Before creating bug reports, please check this list as you might find out that you don’t need to create one. When you are creating a bug report, please include as many details as possible.
Note: If you find a closed issue that seems like it is the same thing that you are experiencing, open a new issue and include a link to the original issue in the body of your new one.
Before Submitting A Bug Report
Check the code.
You might be able to find the cause of the problem and fix things yourself. Most importantly, check if you can reproduce the problem in the latest version of the library (see branch dev).
Search for previous issues describing the same problem.
If an old issue includes also a fix or a workaround for your problem, you do not need to file a new issue. Although, if the problem still persists after applying potential fixes, please file a new issue including detailed information to reproduce the problem. If there is an old issue that is still open, add a comment to the existing issue instead of opening a new one.
Run the test suite.
If the test suite does not finish successfully, you may have changed some core code, so that the basic functionality of the library is not consistent anymore. Please reset your changes and try again.
How Do I Submit A (Good) Bug Report?
Bugs are tracked as GitHub issues. Create an issue and provide needed information by filling in the template.

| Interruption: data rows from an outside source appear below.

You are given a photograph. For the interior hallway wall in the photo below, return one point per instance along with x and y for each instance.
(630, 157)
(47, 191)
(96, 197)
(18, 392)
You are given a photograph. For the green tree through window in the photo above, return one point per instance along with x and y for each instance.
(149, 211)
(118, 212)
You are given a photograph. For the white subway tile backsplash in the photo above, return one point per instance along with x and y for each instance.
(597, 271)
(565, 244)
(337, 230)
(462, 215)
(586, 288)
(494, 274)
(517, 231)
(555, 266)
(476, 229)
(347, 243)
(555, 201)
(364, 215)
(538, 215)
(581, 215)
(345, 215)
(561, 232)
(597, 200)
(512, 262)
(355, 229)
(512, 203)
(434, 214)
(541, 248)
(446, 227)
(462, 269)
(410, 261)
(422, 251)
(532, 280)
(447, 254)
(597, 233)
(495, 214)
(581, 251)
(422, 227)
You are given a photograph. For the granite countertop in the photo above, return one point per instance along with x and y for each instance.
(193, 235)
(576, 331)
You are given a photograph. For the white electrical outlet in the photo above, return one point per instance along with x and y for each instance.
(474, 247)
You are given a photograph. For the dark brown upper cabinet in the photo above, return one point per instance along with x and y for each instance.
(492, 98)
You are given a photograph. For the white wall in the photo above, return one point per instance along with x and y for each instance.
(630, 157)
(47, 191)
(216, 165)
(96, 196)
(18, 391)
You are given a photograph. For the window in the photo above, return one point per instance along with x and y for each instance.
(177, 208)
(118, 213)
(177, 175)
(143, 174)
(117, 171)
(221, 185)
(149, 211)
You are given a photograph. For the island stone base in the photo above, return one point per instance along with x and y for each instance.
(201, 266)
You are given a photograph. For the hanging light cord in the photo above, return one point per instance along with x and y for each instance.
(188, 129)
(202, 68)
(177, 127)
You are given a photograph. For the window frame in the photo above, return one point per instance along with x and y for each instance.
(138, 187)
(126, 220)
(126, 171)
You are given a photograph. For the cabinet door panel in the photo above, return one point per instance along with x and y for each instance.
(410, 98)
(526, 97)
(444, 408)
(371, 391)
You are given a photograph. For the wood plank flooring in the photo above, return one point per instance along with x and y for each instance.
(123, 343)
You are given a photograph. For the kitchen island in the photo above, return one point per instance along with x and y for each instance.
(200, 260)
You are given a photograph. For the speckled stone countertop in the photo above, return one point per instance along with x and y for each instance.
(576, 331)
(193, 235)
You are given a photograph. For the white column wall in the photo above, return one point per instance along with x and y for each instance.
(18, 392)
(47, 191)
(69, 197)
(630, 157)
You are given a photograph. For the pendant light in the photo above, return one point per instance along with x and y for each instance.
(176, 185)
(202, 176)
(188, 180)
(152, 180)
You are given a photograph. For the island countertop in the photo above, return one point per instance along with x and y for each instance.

Explain the problem and include additional details to help maintainers reproduce the problem:
Use a clear and descriptive title for the issue to identify the problem.
Describe the exact steps which reproduce the problem in as many details as possible. For example, start by explaining how you initialize the library in your code, e.g., which command exactly you used in in your script, or whether you modified the library code or not. Give also details on what your goal is, what you want to achieve by using the library.

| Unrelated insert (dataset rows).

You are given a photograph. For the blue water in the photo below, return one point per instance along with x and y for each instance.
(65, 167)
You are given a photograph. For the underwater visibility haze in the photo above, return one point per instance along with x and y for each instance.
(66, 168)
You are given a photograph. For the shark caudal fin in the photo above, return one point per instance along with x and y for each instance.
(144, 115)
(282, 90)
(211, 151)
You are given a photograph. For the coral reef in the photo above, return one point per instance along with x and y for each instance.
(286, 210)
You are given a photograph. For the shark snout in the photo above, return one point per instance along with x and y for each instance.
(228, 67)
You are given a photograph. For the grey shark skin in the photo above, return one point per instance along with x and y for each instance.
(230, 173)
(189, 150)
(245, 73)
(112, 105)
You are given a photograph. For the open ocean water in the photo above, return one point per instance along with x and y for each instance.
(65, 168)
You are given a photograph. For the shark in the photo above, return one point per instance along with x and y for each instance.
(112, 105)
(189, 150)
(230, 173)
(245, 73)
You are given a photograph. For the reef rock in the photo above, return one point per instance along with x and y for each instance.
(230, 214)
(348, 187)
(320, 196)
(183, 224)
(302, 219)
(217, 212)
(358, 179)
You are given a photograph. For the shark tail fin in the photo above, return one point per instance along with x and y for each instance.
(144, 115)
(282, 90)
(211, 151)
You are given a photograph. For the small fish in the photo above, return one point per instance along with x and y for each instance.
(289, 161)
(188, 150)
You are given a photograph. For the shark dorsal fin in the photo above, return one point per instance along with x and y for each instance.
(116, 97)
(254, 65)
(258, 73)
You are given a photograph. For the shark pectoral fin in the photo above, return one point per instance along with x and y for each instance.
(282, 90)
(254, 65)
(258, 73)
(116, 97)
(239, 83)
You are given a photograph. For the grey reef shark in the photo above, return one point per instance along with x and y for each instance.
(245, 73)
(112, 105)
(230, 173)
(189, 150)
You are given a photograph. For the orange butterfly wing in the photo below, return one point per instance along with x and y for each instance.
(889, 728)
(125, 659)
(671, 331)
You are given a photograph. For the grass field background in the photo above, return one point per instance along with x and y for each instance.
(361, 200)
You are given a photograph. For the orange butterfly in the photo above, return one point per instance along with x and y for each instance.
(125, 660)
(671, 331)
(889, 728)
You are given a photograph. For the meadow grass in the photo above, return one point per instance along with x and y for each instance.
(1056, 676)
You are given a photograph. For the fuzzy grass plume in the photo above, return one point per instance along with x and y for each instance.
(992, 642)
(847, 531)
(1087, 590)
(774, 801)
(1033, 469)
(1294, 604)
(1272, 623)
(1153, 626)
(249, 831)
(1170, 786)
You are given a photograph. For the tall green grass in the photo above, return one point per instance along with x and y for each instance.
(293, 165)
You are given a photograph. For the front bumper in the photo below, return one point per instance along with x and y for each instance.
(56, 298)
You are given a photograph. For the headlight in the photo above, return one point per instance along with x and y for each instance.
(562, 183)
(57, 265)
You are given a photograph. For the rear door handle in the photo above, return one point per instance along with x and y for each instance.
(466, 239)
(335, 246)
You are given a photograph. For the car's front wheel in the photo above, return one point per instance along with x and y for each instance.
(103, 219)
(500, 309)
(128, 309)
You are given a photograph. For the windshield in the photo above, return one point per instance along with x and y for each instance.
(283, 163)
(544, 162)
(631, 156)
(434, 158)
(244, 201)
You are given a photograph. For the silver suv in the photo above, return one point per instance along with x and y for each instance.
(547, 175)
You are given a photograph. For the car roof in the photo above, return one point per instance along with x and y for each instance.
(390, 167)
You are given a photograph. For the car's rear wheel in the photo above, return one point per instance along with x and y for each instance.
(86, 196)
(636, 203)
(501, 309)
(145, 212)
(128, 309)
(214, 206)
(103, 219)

Provide specific examples to demonstrate the steps. Include links to files or GitHub projects, or copy/pasteable snippets, or even minimal working examples (MWEs) to reproduce the problem. Especially, include your project and network configurations so that we can understand your setting.
Describe the behavior you observed after following the steps and point out what exactly is the problem with that behavior.
Explain which behavior you expected to see instead and why.
If you’re reporting that the library’s code crashed somehow, include the R stack trace if available.
Provide more context by answering these questions:
Did the problem start happening recently (e.g., after updating to a new version of the library) or was this always a problem?
If the problem started happening recently, can you reproduce the problem in an older version? What’s the most recent version in which the problem doesn’t happen?
Can you reliably reproduce the issue? If not, provide details about how often the problem happens and under which conditions it normally happens.
Include details about your configuration and environment:
Which version of the library are you using? You can get the exact version by running git rev-parse HEAD and git rev-parse --abbrev-ref HEAD in your terminal.
What’s the name and version of the OS you’re using?
Are you running the library in a virtual machine? If so, which VM software are you using and which operating systems and versions are used for the host and the guest?
Which R packages do you have installed and do you use packrat?
Suggesting Enhancements
This section guides you through submitting an enhancement suggestion, including completely new features and minor improvements to existing functionality. Following these guidelines helps maintainers and the community understand your suggestion and find related suggestions.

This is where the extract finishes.